We held discussions with Dimensional in regard to all of their international fixed income trusts’ relative underperformance through these two contrasting events. Dimensional detailed their ongoing research into fixed income and the risk premiums available in this asset class. Examples of recent research include

- Other signals of expected return of bonds such as the equity profile of an issuer1 ,

1 See The Cross-Section of Global Corporate Bond Returns, Lee, Rizova, Wang 2022

- The reliability of changes in interest rates or inflation of subsequent performance of credit markets associated with the change

All of these studies have found negligible (if any) improvement available to the existing strategies and they have not elected to make any change following these two somewhat exceptional periods.

This is reasonable. We should not and do not aim to build portfolios that are optimal during market corrections. Such portfolios would be of very low risk and thus never collect the risk premia we are intentionally and strategically seeking to collect over the long term. Nor is there any reliable way of predicting when such corrections will occur. We remain satisfied Dimensional’s approach to systematic fixed income investing is the best available to New Zealand investors at this time.

We also discussed the high allocation to Australia. In Dimensional’s similar mandates around the world there is generally not a maximum exposure to the locally domiciled bonds. In this case that is the Australian Dollar which is among the steepest yield curves available to the Trust. The unintended consequence for New Zealand investors is a large overweight to our trans-Tasman neighbours.

Although discussions of the strategy uncovered the less than perfect structure New Zealand investors receive which has contributed to underperformance during this quarter, the committee is ultimately satisfied the trust has at all times been invested within its investment guidelines and was taking mandated currency, security type and duration risk tilts. We accept the performance for the quarter ended 31 March 2022 and continue to recommend the fund as part of our supported model portfolios.

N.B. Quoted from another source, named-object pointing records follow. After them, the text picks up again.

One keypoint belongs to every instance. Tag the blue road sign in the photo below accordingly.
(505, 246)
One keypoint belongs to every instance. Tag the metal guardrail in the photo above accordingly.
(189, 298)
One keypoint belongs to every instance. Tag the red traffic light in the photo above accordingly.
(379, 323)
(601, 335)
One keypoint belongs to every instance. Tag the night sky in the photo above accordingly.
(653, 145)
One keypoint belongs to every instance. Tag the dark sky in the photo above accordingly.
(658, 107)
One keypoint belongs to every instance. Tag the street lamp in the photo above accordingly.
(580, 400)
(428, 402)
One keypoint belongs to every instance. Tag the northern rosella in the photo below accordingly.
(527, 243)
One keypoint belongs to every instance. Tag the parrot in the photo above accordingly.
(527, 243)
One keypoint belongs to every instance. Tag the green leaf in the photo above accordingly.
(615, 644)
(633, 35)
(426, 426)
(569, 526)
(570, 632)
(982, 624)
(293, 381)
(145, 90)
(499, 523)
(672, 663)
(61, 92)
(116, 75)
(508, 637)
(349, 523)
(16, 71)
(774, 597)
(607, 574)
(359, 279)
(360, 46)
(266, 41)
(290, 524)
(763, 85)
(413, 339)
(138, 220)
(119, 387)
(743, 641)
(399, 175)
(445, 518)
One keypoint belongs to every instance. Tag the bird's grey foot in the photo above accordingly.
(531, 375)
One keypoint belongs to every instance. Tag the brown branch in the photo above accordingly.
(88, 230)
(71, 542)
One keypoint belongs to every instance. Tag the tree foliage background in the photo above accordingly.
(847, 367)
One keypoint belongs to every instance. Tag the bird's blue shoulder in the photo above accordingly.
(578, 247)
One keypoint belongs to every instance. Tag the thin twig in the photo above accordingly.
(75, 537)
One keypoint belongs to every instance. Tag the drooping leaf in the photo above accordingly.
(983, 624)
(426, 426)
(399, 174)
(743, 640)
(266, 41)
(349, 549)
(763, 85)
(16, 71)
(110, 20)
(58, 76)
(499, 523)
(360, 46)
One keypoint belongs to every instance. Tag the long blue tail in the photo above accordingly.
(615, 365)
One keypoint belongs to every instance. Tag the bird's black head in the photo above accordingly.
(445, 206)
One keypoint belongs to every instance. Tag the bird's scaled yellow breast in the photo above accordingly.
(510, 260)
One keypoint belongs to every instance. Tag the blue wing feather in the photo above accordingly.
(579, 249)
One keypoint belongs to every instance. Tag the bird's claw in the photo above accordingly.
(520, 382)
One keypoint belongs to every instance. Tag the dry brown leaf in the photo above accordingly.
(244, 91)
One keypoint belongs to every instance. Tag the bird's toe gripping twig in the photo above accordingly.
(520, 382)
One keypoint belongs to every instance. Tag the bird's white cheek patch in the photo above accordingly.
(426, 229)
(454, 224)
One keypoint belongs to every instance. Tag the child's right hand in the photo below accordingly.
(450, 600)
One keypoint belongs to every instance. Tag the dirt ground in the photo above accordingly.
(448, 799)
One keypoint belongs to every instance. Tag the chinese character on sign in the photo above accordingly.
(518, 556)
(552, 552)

Disclaimer: The material contained in or attached to this report has been prepared based upon information that Consilium NZ Limited believes to be reliable, but may be subject to typographical or other errors. Consilium has taken every care in preparing this information, which is for client education purposes only. Although the data has been sourced from publicly available information and/or provided by the investment managers, we are not able to guarantee its accuracy. Past performance, whether actual or simulated, is no guarantee of future performance. This document does not disclose all the risks of any transaction type described herein, and the recipient should understand any terms including relevant risk factors and any legal, tax and accounting considerations applicable to them.

One or more of the author(s) of this report invest in the analysed security. The author(s) do not know of the existence of any conflicts of interest that might bias the content or publication of this report. Compensation of the author(s) of this report is not based on any outcome of this report.

Appendix 2: Major currencies average trust and benchmark weights

United States Dollar: 2.16% underweight to the underperforming currency meant 2bps positive allocation attribution. Trust return within currency of -4.86% relative to -3.11% for benchmark meant -88bps negative compositional attribution.

Australian Dollar: 40.34% overweight to the underperforming currency meant -30bps negative allocation attribution. Trust return within currency of -4.33% relative to -2.99% for benchmark meant -55bps negative compositional attribution.

New Zealand Dollar: 4.80% overweight to the underperforming currency mean -2bps negative allocation attribution. Trust return within currency of -2.75% relative to 0.00% for benchmark meant -13bps negative compositional attribution.

Canadian Dollar: 1.65% overweight to the currency that performed as benchmark meant 0 bps of allocation attribution. Trust return within currency of -4.18% relative to -2.24% for benchmark meant -7bps negative compositional attribution.

Credit Rating Euro

Euro: 28.04 underweight to the outperforming currency meant -18bps negative allocation attribution. Trust does not allocate to this currency so no compositional attribution.